Pakistan: Winter comes to the makeshift border encampments

10 December 2002

Biting cold has arrived in Pakistan's Baluchistan Province, and this week we have begun the emergency distribution of more than 160,000 blankets around the Pakistani border city of Chaman and in other refugee camps in the region to protect thousands of Afghans threatened by a wave of freezing weather.

UNHCR staff today completed the distribution of 19,507 extra blankets to Afghan asylum seekers who have been stranded in the "waiting area" just inside the Pakistani border at Chaman since Pakistan barred the admission of more refugees last February. Each Afghan at the squalid, makeshift site received one blanket, in addition to the supplies that have been handed out earlier in the year.

An additional 700 baby blankets will be distributed to mothers through the health centre in the "waiting area" operated by Médecins Sans Frontières. The distribution of extra winter clothes is also being arranged.

The UN refugee agency also is transferring 20,000 blankets from its Chaman warehouses for distribution among the internally displaced Afghans in Spin Boldak, the town just across the border inside Afghanistan. The first 13,000 blankets were trucked across the frontier this morning, and the rest should reach Spin Boldak before nightfall.

We have encouraged Afghans stuck at the makeshift sites in Spin Boldak and Chaman to move to the temporary Zhare Dasht camp, located west of Kandahar, which we established in August. Some 19,000 people did agree to move to this new site, where we have established proper services, but many wanted to remain in the makeshift border encampments.

Following the distributions in the "waiting area" and Spin Boldak - places where the displaced Afghans could be at greatest risk - blankets will be distributed in the rest of the refugee camps that were established in Pakistan's Balochistan Province a year ago to shelter Afghans fleeing the U.S.-led war against the Taliban.

Additional supplies are being obtained to meet the need for 121,000 more blankets in these refugee camps. Each refugee will receive one blanket.

In addition, UNHCR has begun distributing coal in the Chaman area. Heating coal will be supplied to all the refugee camps established in Balochistan last year.

The cold weather, with temperatures plunging at night to below -10ºC, had triggered rumours of deaths among the refugees and internally displaced Afghans living across the frontier in five makeshift camps located at Spin Boldak. While there have been deaths from various causes over recent weeks, UNHCR has been unable to verify that any were caused by the current low temperatures.

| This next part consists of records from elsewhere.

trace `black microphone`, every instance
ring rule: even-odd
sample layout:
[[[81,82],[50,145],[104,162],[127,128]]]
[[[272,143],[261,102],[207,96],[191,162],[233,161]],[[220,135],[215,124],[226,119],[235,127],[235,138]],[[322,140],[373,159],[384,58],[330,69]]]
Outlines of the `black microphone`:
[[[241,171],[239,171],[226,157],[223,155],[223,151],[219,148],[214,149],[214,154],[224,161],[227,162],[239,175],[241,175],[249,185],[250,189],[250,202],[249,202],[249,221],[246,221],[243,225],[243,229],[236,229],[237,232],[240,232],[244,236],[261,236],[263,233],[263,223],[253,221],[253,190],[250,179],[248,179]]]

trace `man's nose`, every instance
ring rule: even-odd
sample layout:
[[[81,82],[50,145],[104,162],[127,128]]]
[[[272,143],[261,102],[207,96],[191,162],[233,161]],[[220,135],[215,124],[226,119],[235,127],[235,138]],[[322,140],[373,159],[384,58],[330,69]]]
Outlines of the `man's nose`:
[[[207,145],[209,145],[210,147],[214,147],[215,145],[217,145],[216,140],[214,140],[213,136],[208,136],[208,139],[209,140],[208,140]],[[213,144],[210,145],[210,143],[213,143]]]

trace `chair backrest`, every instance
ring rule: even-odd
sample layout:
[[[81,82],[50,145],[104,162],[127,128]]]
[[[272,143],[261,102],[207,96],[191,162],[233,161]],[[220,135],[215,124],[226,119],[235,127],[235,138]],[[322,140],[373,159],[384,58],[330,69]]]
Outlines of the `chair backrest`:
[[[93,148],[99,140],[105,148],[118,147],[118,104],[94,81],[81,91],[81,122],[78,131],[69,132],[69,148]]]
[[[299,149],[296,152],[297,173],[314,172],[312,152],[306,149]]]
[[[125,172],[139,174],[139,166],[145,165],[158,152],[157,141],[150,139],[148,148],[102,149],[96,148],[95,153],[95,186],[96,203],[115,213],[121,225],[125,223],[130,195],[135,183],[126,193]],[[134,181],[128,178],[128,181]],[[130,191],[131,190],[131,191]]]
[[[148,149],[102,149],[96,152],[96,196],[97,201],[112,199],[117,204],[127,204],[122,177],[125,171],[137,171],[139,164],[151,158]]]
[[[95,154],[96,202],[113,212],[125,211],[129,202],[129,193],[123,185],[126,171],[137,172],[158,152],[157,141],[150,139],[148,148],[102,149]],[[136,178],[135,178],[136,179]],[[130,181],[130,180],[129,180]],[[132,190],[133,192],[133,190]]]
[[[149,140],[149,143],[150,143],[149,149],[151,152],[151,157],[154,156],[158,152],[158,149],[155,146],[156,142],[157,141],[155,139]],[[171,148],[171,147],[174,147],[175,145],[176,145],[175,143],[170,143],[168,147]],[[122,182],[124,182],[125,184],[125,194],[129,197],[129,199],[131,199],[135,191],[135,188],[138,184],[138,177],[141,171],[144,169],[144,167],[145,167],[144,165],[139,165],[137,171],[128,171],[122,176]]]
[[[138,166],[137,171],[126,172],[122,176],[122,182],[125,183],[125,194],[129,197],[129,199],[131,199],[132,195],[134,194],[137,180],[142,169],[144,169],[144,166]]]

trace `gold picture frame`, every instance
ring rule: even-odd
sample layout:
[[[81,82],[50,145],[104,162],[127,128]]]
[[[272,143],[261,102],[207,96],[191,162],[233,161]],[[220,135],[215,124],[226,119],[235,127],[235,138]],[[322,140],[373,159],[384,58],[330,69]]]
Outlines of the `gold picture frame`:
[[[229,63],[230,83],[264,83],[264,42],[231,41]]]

Elsewhere, the Afghan Minister of Refugees and Repatriation, Mr. Enayatullah Nazari, has arrived in Islamabad to meet with UNHCR and Pakistan government officials and review the plans for next year's repatriation. He plans to meet with refugee representatives from camps in Pakistan's Baluchistan and North West Frontier Provinces before returning to Kabul on Saturday. More than 1.5 million Afghans have returned from Pakistan since UNHCR and the Afghan government began facilitating returns in March. The number of returns has dropped significantly since the start of autumn.